Extraits de lettres adressées en 1918 par Maurice Maréchal à Lucien Durosoir _ ( au cours de permissions, de séjour à l’hôpital ou de courtes séparations pour des motifs de service)

Janvier 1918

Mon bon Durosoir, [M.M. est en permission]
Déjà 8 jours écoulés. C’est un éclair ! Je pense repartir mardi soir à11H08. Voulez vous me dire où je dois me rendre ? Merci de votre lettre. Je savais déjà : 1° par Caplet, 2° par Magne lui-même son accident. Merci des bonnes nouvelles et de vos souhaits. Mes parents vous remercient et je vous envoie pour madame Durosoir et vous les miens très sincères de retour au foyer pour 1918 !
L’arrière me fait mal au cœur ! Concerts, vie à peu près normale pour tant de gens ! Ce n’est pas juste décidément ! J’ai rencontré hier notre frère Cloëz. Rutilant d’or !et débordant d’amitié ! Margo Soyer chantait deux de ses mélodies au Parthénon…gros succès ! Que devenons-nous ! Y a t-il du nouveau ? Que dois-je rejoindre ? Le 74ème je pense ! J’espère un mot de vous me disant tout cela.
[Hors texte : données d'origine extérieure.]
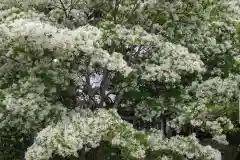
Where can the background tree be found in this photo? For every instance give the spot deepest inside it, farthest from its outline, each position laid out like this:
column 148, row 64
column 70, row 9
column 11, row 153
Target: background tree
column 117, row 79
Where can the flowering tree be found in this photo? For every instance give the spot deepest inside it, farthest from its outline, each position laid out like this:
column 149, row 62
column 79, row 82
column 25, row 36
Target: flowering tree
column 74, row 71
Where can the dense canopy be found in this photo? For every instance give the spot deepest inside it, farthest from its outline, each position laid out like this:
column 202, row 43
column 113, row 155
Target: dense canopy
column 118, row 79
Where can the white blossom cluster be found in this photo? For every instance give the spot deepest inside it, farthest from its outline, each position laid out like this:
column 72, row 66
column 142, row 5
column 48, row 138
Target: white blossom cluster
column 190, row 44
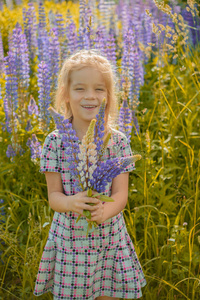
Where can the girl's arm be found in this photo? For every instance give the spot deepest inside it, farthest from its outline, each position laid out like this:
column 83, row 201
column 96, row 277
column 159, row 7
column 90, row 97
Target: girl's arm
column 59, row 202
column 119, row 194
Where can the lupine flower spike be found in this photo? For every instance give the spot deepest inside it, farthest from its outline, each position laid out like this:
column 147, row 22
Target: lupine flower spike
column 86, row 164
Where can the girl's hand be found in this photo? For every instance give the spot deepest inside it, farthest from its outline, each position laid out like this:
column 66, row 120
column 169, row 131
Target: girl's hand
column 78, row 203
column 97, row 213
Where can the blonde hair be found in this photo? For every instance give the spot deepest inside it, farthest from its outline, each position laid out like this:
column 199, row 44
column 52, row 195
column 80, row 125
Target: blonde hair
column 77, row 61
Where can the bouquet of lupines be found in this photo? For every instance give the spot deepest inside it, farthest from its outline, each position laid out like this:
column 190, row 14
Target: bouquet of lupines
column 91, row 173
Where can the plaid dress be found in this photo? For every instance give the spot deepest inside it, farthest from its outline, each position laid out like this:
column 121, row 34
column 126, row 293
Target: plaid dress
column 74, row 266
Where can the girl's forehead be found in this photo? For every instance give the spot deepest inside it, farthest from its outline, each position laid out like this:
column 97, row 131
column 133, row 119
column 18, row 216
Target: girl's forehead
column 87, row 74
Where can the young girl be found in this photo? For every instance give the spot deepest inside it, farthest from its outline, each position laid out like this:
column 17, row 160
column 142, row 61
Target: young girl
column 102, row 265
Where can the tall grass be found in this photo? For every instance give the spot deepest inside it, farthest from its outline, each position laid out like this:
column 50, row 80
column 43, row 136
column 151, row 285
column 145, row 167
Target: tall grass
column 163, row 213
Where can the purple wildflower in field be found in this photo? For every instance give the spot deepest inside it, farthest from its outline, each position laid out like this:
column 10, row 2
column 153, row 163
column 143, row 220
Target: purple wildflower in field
column 10, row 152
column 9, row 112
column 86, row 159
column 193, row 22
column 44, row 95
column 11, row 83
column 2, row 67
column 100, row 127
column 43, row 38
column 32, row 107
column 137, row 77
column 20, row 51
column 28, row 125
column 30, row 29
column 16, row 69
column 100, row 40
column 111, row 49
column 125, row 119
column 54, row 58
column 35, row 147
column 69, row 140
column 135, row 123
column 72, row 44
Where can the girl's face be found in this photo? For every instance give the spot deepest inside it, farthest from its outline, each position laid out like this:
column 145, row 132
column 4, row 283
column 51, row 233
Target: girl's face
column 87, row 89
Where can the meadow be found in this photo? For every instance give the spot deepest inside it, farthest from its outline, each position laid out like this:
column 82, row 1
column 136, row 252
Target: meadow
column 154, row 47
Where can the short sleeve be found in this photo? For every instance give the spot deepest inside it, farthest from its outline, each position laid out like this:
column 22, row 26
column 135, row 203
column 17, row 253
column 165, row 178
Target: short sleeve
column 49, row 161
column 124, row 150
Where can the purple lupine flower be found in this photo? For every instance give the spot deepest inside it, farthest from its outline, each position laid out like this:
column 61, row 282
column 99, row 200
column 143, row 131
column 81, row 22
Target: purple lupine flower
column 54, row 58
column 30, row 29
column 9, row 112
column 69, row 140
column 11, row 81
column 111, row 49
column 72, row 38
column 100, row 40
column 137, row 78
column 125, row 119
column 135, row 122
column 35, row 147
column 17, row 78
column 100, row 126
column 2, row 220
column 59, row 23
column 2, row 67
column 32, row 107
column 43, row 38
column 44, row 95
column 28, row 126
column 20, row 52
column 10, row 152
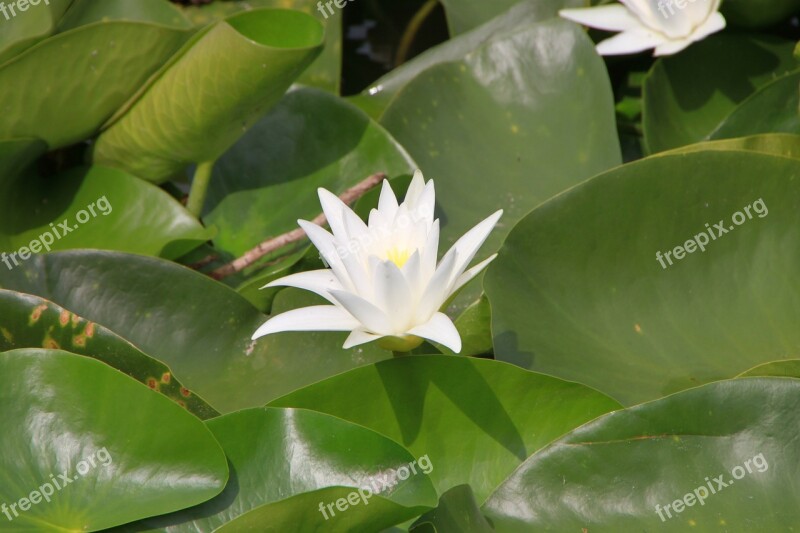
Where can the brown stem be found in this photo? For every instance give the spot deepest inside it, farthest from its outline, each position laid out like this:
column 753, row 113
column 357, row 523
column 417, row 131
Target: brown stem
column 270, row 245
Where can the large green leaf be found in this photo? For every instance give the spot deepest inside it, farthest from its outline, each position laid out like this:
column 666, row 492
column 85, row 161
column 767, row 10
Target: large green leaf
column 128, row 452
column 27, row 321
column 63, row 89
column 476, row 419
column 508, row 134
column 278, row 454
column 200, row 328
column 310, row 139
column 773, row 108
column 324, row 72
column 102, row 208
column 457, row 511
column 578, row 291
column 688, row 95
column 758, row 13
column 16, row 156
column 224, row 80
column 723, row 457
column 23, row 29
column 465, row 15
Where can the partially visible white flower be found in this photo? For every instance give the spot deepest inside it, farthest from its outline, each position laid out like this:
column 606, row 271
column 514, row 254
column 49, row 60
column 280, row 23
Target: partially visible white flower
column 384, row 281
column 669, row 26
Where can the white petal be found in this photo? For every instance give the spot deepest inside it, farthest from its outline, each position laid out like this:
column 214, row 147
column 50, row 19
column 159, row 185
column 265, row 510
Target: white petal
column 387, row 204
column 326, row 245
column 317, row 281
column 613, row 17
column 630, row 42
column 393, row 295
column 467, row 276
column 439, row 329
column 438, row 287
column 314, row 318
column 358, row 337
column 714, row 23
column 469, row 244
column 366, row 312
column 430, row 253
column 672, row 47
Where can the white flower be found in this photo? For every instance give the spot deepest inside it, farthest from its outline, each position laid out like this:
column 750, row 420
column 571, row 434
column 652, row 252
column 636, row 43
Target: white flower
column 669, row 26
column 384, row 281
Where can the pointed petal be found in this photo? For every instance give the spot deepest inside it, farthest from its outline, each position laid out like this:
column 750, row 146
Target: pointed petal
column 326, row 245
column 469, row 244
column 317, row 281
column 314, row 318
column 439, row 329
column 358, row 337
column 438, row 287
column 392, row 294
column 630, row 42
column 430, row 253
column 615, row 17
column 467, row 276
column 365, row 312
column 387, row 204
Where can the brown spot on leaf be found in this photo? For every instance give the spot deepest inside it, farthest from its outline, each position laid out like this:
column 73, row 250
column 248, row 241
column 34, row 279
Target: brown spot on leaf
column 37, row 313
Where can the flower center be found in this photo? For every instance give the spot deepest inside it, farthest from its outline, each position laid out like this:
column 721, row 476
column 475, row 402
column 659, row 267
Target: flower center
column 398, row 256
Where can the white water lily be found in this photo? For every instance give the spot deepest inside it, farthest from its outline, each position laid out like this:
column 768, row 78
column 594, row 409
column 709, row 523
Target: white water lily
column 384, row 281
column 669, row 26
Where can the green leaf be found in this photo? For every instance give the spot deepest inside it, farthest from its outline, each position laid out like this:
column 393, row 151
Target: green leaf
column 332, row 145
column 779, row 144
column 758, row 13
column 23, row 29
column 771, row 109
column 578, row 291
column 32, row 322
column 130, row 453
column 64, row 102
column 102, row 208
column 457, row 511
column 199, row 328
column 476, row 419
column 325, row 71
column 508, row 134
column 465, row 15
column 262, row 447
column 618, row 472
column 157, row 12
column 787, row 368
column 16, row 156
column 688, row 95
column 225, row 78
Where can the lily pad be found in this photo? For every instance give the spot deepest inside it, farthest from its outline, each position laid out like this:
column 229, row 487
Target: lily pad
column 100, row 462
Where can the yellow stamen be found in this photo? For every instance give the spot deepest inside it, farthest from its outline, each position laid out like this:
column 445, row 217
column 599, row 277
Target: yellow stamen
column 398, row 256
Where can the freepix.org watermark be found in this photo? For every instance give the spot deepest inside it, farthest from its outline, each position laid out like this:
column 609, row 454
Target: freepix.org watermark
column 19, row 6
column 712, row 233
column 376, row 485
column 99, row 458
column 712, row 486
column 57, row 232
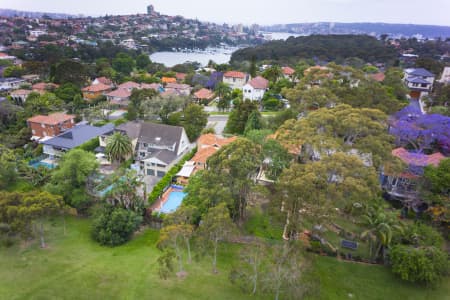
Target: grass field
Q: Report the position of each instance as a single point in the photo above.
(75, 267)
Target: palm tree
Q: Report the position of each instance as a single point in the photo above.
(381, 228)
(118, 147)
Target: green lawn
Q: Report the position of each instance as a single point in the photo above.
(74, 267)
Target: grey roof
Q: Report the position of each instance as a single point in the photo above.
(421, 72)
(417, 80)
(154, 134)
(77, 136)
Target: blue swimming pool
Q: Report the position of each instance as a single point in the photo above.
(173, 202)
(42, 164)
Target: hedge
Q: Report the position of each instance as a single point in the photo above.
(167, 179)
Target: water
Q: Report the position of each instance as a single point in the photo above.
(170, 59)
(173, 202)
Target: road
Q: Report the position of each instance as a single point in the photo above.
(218, 122)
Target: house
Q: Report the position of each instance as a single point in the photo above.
(129, 86)
(95, 90)
(49, 126)
(204, 95)
(255, 89)
(179, 89)
(445, 78)
(403, 186)
(166, 80)
(157, 147)
(44, 86)
(235, 79)
(119, 97)
(74, 137)
(419, 81)
(11, 83)
(104, 80)
(207, 145)
(288, 72)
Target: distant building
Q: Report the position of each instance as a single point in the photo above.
(48, 126)
(255, 89)
(74, 137)
(11, 83)
(445, 78)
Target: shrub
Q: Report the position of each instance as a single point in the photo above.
(115, 226)
(424, 264)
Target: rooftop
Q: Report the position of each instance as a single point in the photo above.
(52, 119)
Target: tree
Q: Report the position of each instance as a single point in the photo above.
(215, 227)
(8, 167)
(13, 71)
(123, 63)
(423, 264)
(194, 120)
(254, 122)
(70, 178)
(70, 71)
(421, 132)
(114, 226)
(142, 61)
(20, 210)
(118, 147)
(184, 216)
(124, 193)
(236, 163)
(239, 116)
(381, 227)
(313, 191)
(342, 128)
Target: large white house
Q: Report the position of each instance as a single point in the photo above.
(235, 79)
(157, 147)
(255, 89)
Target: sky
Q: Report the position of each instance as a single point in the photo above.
(264, 12)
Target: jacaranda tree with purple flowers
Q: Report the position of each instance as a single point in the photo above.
(421, 132)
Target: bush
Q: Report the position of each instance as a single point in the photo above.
(425, 264)
(158, 189)
(115, 226)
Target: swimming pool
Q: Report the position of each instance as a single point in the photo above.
(173, 202)
(42, 164)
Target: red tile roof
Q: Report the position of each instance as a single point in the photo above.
(234, 74)
(120, 93)
(129, 85)
(52, 119)
(378, 76)
(93, 88)
(288, 71)
(204, 94)
(259, 83)
(418, 159)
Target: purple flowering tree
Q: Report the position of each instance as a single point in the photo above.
(421, 132)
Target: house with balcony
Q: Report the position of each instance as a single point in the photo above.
(56, 146)
(235, 79)
(419, 81)
(403, 186)
(49, 126)
(255, 89)
(157, 147)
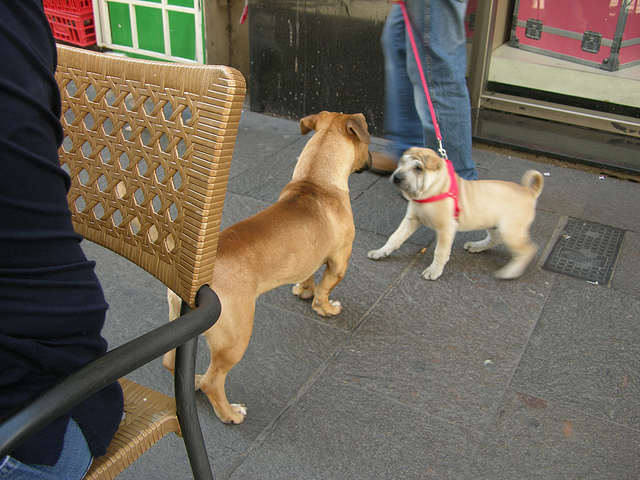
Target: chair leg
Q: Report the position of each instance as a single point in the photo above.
(187, 410)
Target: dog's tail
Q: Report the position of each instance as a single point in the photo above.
(534, 180)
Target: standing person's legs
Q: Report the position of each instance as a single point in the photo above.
(401, 121)
(440, 37)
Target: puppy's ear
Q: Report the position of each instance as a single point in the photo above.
(357, 125)
(432, 161)
(308, 123)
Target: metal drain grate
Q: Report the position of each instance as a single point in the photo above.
(585, 250)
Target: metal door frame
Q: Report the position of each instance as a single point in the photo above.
(482, 98)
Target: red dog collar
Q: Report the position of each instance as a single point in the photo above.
(452, 193)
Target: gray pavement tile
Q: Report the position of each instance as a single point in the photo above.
(364, 283)
(566, 191)
(338, 431)
(615, 203)
(260, 136)
(447, 347)
(625, 274)
(533, 438)
(584, 353)
(238, 207)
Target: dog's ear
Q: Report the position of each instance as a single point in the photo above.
(357, 125)
(431, 160)
(308, 123)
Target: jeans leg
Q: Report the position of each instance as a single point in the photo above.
(74, 461)
(441, 41)
(401, 121)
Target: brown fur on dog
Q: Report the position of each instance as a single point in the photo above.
(310, 225)
(505, 209)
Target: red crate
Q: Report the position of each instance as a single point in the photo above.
(77, 29)
(71, 6)
(597, 33)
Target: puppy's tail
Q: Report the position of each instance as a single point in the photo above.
(534, 181)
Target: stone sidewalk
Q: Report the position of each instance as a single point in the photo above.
(465, 377)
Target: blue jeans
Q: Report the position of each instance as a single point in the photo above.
(438, 27)
(73, 463)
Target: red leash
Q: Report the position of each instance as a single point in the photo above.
(452, 193)
(453, 189)
(441, 150)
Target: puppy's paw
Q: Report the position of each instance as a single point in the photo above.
(378, 254)
(431, 273)
(509, 272)
(332, 307)
(302, 292)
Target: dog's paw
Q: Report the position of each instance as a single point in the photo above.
(471, 247)
(378, 254)
(237, 416)
(431, 273)
(332, 307)
(302, 292)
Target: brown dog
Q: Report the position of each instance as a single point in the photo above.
(310, 225)
(505, 209)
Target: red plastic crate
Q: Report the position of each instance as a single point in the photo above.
(71, 6)
(77, 29)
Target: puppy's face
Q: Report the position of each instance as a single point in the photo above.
(353, 127)
(417, 170)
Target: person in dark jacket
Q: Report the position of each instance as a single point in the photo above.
(52, 308)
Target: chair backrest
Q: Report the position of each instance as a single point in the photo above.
(148, 146)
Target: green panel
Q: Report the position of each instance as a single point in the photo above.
(150, 35)
(182, 34)
(120, 24)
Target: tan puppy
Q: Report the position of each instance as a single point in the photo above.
(310, 225)
(505, 209)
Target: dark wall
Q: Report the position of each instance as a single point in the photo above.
(309, 56)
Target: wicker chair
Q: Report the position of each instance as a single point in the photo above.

Amitiés à tous et bien affectueusement.

18 mars 1918

Mon cher ami,
Merci de la complaisance que vous apportez à me renvoyer mes lettres : j’en ai reçu une il y a deux ou trois jours et une cette après-midi (lettre de Hollande). Vous seriez encore plus gentil, de me joindre un mot de temps en temps, si vous le pouvez, racontez-moi des nouvelles ! Je m’ennuie fort dans mon trou ! Que deviennent les espoirs de musique à l’Armée ? Sait-on quelque chose de plus qu’il y a une semaine ? Si vous avez quelque bouquin intéressant, vous pouvez le remettre à Néel qui le fera parvenir. Mettez comme adresse : Maurice Maréchal, Radio Dardanelles. Dites moi si je dois vous renvoyer les deux que j’ai là ( Le crime de Sylvestre Bonnard et Les Grands Bourgeois). Avez-vous des nouvelles de votre Magne ! Je crois qu’il " laisse tomber ", tout au moins le violoncelliste du pauvre quatuor aujourd’hui bien dispersé ! A vous amicalement.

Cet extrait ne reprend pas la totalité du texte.